GreenLeft/Labour (GL/PvdA), an political partnership between the green party and the 80-year-old Dutch Labour party that is expected to become a full-blown merger, is on track to secure comparable seats, according to polling averages.
Led by the seasoned former European commissioner its leader, it has made building more new homes its primary focus, and has debatedly proposed a immigration limit of between 40,000 and 60,000 people a year in its manifesto.
Three other parties look likely to be significant forces in the next legislature.
The liberal-progressive D66 is on course to gain seats – capturing up to 17, from its present nine – under its direct-speaking youthful head, with a platform focused on housing (it plans to construct ten new urban centers) and an "personal minimum income" for recipients.
The liberal-conservative VVD, the party of the former prime minister (now NATO leader), is forecast to decline to no more than sixteen mandates from its current 24, with its head, criticized of moving the group excessively rightward, held responsible for its decrease. It is proposing corporate tax reductions and less welfare.
The anti-establishment, strictly rightwing JA21 is a spin-off from a different rightwing formation – the once popular, now controversy-plagued FvD – and appears to be profiting from an exodus of supporters from the PVV, BBB and VVD. It could secure fourteen mandates.
In addition to the two main rightwing parties, both remaining members in the ill-fated previous government, the farmer and centrist parties, are projected to decline, with the NSC not even guaranteed legislative seats.
The top issues currently have been migration policy, with multiple – sometimes violent – demonstrations against planned emergency reception centres for refugee applicants, the living expenses, and the perennial Dutch problem of accommodation (the nation is short of four hundred thousand residences).

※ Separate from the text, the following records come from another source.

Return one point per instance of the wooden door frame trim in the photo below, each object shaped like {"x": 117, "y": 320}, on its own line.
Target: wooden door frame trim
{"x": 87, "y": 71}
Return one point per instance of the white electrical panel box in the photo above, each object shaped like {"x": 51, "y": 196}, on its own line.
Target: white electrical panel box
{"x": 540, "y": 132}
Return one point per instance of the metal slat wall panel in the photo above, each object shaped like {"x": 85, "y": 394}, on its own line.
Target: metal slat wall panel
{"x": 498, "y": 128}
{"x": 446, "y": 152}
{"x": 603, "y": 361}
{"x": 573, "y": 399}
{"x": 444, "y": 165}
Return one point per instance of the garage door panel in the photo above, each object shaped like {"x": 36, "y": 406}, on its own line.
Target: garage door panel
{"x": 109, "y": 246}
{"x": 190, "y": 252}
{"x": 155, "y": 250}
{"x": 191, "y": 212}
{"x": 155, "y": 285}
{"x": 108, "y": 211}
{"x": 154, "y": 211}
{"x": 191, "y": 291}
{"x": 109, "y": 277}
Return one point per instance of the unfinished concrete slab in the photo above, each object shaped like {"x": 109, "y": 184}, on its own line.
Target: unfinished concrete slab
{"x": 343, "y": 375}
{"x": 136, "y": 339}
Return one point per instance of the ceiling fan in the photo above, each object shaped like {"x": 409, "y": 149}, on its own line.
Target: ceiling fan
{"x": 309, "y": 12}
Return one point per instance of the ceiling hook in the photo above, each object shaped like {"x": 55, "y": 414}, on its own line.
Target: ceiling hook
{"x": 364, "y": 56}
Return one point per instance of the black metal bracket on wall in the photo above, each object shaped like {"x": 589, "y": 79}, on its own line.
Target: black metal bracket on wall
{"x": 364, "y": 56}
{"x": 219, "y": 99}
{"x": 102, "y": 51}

Possible Coalition Scenarios
Given the highly fragmented state of Netherlands political landscape, what alliances are feasible is just as important as who finishes first (or in this case, probably runner-up, since no major party will partner with Wilders, who maintains he intends to lead a minority government).
Following the vote, MPs first designate an informateur, who explores possible alliances. Once a viable coalition has been identified, a formateur, typically the head of the largest potential partner, begins negotiating the formal coalition agreement. This often requires months.
Various combinations look possible, most involving a mix of parties from moderate left and moderate right. The most likely, according to coalition experts, include Christian Democrats and GreenLeft/Labour, plus Democrats 66 and several smaller parties potentially including JA21.